Windows code page 936 was superseded by code page 54936 (GB 18030), but as of 2014 was still prevalent in use. The Windows console uses code page 936 as the default code page for simplified Chinese installations, although part of the GB 18030 was made mandatory for all software products sold in China. In 2002, the IANA Internet name GBK was registered with Windows-936's mapping, making it the de facto GBK definition on the Internet.

== Terminology ==

Windows code page 936 corresponds roughly to IBM code page 1386, and is a different encoding from the obsolete IBM code page 936.

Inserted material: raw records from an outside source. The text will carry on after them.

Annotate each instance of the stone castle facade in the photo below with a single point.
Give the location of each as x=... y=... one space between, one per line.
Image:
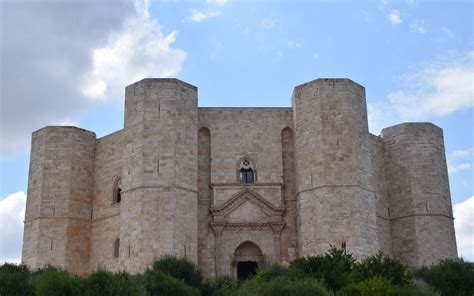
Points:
x=229 y=188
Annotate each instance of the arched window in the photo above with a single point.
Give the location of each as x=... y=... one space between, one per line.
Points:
x=247 y=174
x=117 y=193
x=116 y=248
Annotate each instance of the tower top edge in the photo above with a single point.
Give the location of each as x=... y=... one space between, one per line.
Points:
x=325 y=81
x=164 y=80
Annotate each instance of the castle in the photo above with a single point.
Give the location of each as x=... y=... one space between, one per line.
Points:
x=230 y=188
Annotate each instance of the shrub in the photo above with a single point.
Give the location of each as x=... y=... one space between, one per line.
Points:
x=179 y=268
x=419 y=288
x=376 y=286
x=283 y=286
x=334 y=267
x=384 y=266
x=158 y=283
x=52 y=281
x=15 y=280
x=221 y=286
x=450 y=277
x=277 y=270
x=102 y=282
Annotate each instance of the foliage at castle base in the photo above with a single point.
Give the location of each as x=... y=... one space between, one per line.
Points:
x=335 y=273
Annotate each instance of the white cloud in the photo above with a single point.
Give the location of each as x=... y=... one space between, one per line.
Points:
x=268 y=23
x=217 y=2
x=436 y=90
x=198 y=16
x=139 y=50
x=91 y=49
x=462 y=153
x=418 y=26
x=394 y=16
x=293 y=44
x=460 y=160
x=464 y=225
x=12 y=214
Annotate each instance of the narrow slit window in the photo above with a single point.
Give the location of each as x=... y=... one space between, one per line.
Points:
x=246 y=173
x=116 y=248
x=117 y=192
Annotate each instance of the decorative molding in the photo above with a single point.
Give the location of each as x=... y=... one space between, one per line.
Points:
x=240 y=198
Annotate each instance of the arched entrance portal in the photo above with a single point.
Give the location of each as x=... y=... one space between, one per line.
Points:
x=247 y=256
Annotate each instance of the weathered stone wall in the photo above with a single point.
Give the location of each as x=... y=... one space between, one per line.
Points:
x=321 y=178
x=235 y=134
x=384 y=232
x=106 y=213
x=60 y=191
x=206 y=251
x=334 y=188
x=159 y=173
x=289 y=236
x=251 y=132
x=420 y=202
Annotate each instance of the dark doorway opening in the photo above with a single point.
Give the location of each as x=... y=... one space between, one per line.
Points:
x=246 y=269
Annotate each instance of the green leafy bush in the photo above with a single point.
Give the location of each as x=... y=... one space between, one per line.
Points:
x=383 y=266
x=335 y=267
x=283 y=286
x=450 y=277
x=277 y=270
x=179 y=268
x=419 y=288
x=220 y=286
x=157 y=283
x=376 y=286
x=15 y=280
x=52 y=281
x=102 y=282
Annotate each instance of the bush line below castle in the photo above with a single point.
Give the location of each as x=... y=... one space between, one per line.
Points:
x=335 y=273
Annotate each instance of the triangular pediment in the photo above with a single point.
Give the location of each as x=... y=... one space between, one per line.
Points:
x=249 y=204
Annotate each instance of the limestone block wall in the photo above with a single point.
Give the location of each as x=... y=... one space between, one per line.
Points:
x=232 y=134
x=321 y=179
x=420 y=202
x=159 y=173
x=60 y=192
x=105 y=213
x=239 y=132
x=384 y=232
x=335 y=195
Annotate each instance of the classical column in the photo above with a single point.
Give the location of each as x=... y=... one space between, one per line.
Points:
x=277 y=229
x=218 y=228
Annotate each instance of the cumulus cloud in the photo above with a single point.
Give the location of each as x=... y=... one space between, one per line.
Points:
x=418 y=26
x=394 y=17
x=217 y=2
x=12 y=214
x=293 y=44
x=464 y=225
x=198 y=16
x=438 y=89
x=57 y=56
x=460 y=160
x=139 y=50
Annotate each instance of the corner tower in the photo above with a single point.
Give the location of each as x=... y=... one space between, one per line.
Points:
x=58 y=208
x=159 y=177
x=419 y=199
x=334 y=188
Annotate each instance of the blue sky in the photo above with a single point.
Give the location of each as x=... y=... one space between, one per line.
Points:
x=415 y=59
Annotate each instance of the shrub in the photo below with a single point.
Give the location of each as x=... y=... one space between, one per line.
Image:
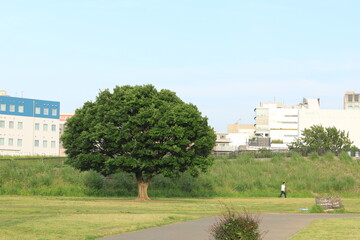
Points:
x=316 y=209
x=234 y=225
x=314 y=156
x=329 y=156
x=343 y=156
x=93 y=180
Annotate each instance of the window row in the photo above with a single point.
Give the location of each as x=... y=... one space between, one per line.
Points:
x=11 y=142
x=11 y=125
x=45 y=127
x=12 y=108
x=19 y=142
x=45 y=143
x=21 y=109
x=46 y=111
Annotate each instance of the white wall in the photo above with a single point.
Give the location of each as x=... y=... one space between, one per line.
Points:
x=28 y=135
x=347 y=120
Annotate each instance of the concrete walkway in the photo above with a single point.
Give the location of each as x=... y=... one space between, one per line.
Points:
x=277 y=226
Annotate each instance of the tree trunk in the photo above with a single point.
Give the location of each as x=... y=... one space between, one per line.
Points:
x=142 y=189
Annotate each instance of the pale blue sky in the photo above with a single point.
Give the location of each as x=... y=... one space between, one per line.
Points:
x=223 y=56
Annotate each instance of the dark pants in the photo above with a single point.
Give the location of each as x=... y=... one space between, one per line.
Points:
x=282 y=192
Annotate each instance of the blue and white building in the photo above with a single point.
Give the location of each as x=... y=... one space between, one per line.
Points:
x=28 y=127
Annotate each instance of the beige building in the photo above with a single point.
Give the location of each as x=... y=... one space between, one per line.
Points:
x=351 y=101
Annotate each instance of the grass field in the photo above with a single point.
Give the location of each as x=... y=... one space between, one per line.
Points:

The name "code page 936" is ambiguous. IBM's code page 936,, an obsolete IBM 5550 encoding, is also a Simplified Chinese encoding, but uses a different encoding method for GB 2312 (Shift GB), and so is entirely incompatible with Windows code page 936 (in contrast to IBM code page 932 being, to a first approximation, (Note: If the character variant swaps from 1983 are ignored.) a subset of Windows code page 932)—although International Components for Unicode does not include an IBM-936 codec, and uses the Windows code page for the cp936 label. IBM's code page for GBK coverage is code page 1386, which is defined as a combination of the single byte Code page 1114 and the double byte Code page 1385.

The concepts of "Windows-936", "GBK", "GB2312" and "EUC-CN" are sometimes conflated in various software products. EUC-CN is registered with the IANA as GB2312, although it is a specific, variable-width 8-bit stateless, encoding format of GB 2312 (which also has other, less widely used, encoding formats such as HZ-GB-2312, ISO-2022-CN or the aforementioned Shift GB).

Since GBK is a superset of EUC-CN (although not itself an EUC code) and superseded GB 2312 long ago, and since Microsoft software continued to assign the GB2312 encoding label to code page 936 even after extending it to implement GBK rather than EUC-CN, most modern-day Windows-based software products mean partial support for GBK via Windows-936, rather than EUC-CN or other encoding formats of GB 2312, when they use the term "GB 2312" as a character encoding option. This can be observed in products such as Microsoft Internet Explorer and Notepad++.